Len Ochs Voice: 510.906.0422
E-mail: [email protected]
The map is done at 1:1 (green, masked).
There is nothing automatic about the map program in the report assembly period. Merging different files has to be done manually, as well.
The order of visiting the sites was never clearly specified by me. Here it is:
Outer circle: FP, FP1, F7, T3, T5, O1, O2, T6, T4, F8, FP2,
Inner circle: F3, C3, P3, P4, C4, F4,
Midline: FZ, CZ, PZ, OZ
What do I need to do so that if I have to use the restore routine, these new setups will be included in the restore?
Use PKZIP to create a new PGM.EXE file in two steps, and copy that file to the EDSBU directory.
c:\pds\pgm> pkzip pgm.exe *.*
c:\pds\pgm> zip2exe pgm
c:\pds\pgm> copy pgm.exe c:\edsbu (and respond "y" to the overwrite? query.)
Do you have a version of the informed consent drafted for parents to sign
for their children?
On the last page of the informed consent there is a space for parent/guardian if the child is below legal age.
What other clinicians are doing good work with children?
Do you mean which other clinicians? Mary Lee is working with a four-year old; Ellen is working with an 11-year old. Susan has worked with a couple of pre-adolescent kids who were very difficult. It's spotty
Do you (and colleagues) have any experience with PMS? My own experience with conventions neurofeedback is that it is probably a revolutionary treatment for PMS.
No PMS experience that I know of.
Regarding the informed consent: when you mention rebound effect and the
other negative things, how often have those things applied to kids with ADHD?
As little or as much as with anybody else.
What are the most typical side effects seen in the average ADHD treated
And to the extent they apply, is it accurate to say that frequency and
magnitude of negative events is less than you've seen with, for example, head
injured patients you've treated?
I don't understand your question: are you asking "are the side-effects with ____?___ less than I've seen with head injury?"
I'm guessing here that the range and magnitude of the negative side you
mention may have been partly formulated on the first work you did with the
head injured population.
Side effects have varied with poor control of lights, first, sessions which turned out to be too long, second, and not hitting enough of the right sensor sites during the same session, third. Diagnosis has been irrelevant.

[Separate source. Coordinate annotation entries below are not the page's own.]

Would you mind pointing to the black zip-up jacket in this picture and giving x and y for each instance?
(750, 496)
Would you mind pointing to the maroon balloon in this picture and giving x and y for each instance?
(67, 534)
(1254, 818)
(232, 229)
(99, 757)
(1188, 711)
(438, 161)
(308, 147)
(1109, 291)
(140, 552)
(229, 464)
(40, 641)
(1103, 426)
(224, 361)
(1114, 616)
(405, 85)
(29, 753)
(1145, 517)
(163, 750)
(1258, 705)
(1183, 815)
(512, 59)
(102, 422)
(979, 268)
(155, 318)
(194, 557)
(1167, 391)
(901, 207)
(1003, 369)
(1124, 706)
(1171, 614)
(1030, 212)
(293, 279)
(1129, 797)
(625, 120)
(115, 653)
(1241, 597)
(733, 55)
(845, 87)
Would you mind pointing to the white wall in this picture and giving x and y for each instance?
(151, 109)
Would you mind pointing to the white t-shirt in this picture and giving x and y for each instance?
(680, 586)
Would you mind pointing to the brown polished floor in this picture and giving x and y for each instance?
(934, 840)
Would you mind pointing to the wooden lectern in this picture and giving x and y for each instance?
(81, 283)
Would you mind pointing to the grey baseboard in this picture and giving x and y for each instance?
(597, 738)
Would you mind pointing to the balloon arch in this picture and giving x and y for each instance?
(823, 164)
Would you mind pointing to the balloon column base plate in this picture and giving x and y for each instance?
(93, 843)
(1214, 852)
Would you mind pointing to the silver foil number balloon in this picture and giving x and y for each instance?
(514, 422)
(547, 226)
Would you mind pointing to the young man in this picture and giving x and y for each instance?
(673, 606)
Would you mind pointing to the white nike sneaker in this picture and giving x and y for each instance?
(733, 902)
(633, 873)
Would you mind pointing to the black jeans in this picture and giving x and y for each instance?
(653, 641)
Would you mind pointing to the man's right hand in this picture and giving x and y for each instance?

A corollary to the above: is it the case that with the map and with the "more gentle" approach to treatment that you are currently advocating, that the number and magnitude of side effects is decreased? Here's what I'm getting at: I want, of course to accurately represent the down side of this, but I want to put it in context. The PDR lists every conceivable negative possibility, but most of them are low probability occurrences. I will use the bulk of your consent language, but what can I say to people to help put it in perspective?
"Temporary side effects during treatment will occur if you have bodily change during treatment, or if we don't get the treatment just right immediately. The most frequent kinds of body change that leave side effects are on-coming colds, flues, viruses, allergies, hormonal changes, and medication changes. Treatment conditions that lead to side effects are if the lights are too bright, the sessions too long, or if a number of locations on your brain are over active in the same way and we can't locate them to work with them at the same time. It may take a while to successfully correct these problems for any individual, since everybody is a little different. But once these problems are identified, the side effects have almost completely been resolved rapidly. Nobody has ever encountered a symptom which they have never before had: that is, only old or current symptoms have been temporarily been awakened. Your information about what happens to you during and in-between treatments is essential to us to help care successfully for you.
There are some side effects that occur after treatment. The brain gets a little used to the simulation, and it takes time for it to make use of the treatment and spread its helpful effects to areas of the brain that were not included in the treatment. Your information about what happens to you after treatment is essential to us to help care successfully for you.
Last, some people feel as if the treatment is not successful because they are even more sensitive afterward than before. In fact, they are less hypersensitive but more aware of, and clearer about, things. Although they feel and see things more clearly, they are less reactive, find that they can control their lives more easily, and have more resources to make the changes in their lives that must be done."
How did you arrive at the rule of generally not more than 5 minutes at any site? What did you observe that led to this observation?
(1) It takes about five minutes to assess whether a site will react with decreasing amplitude and SD, and before I know whether I need to make a change to accelerate the drops or to move on. (2) If I spend too long at a site then I won't have enough time to move on to other sites to balance off success or attention to any particular site. (3) Either the amplitude/SD drops, or it doesn't. In either case, other sites need to be worked with to counterbalance the attention to the site. (4) Sometimes there will be a subjective discomfort at a site, which warrants moving on more rapidly.
With the map guided and more gentle approach, is it likely that the 5 minute limit is still important?
Yes, for the above reasons.
What are the indicators that someone should probably not go more than 1:1 at any site?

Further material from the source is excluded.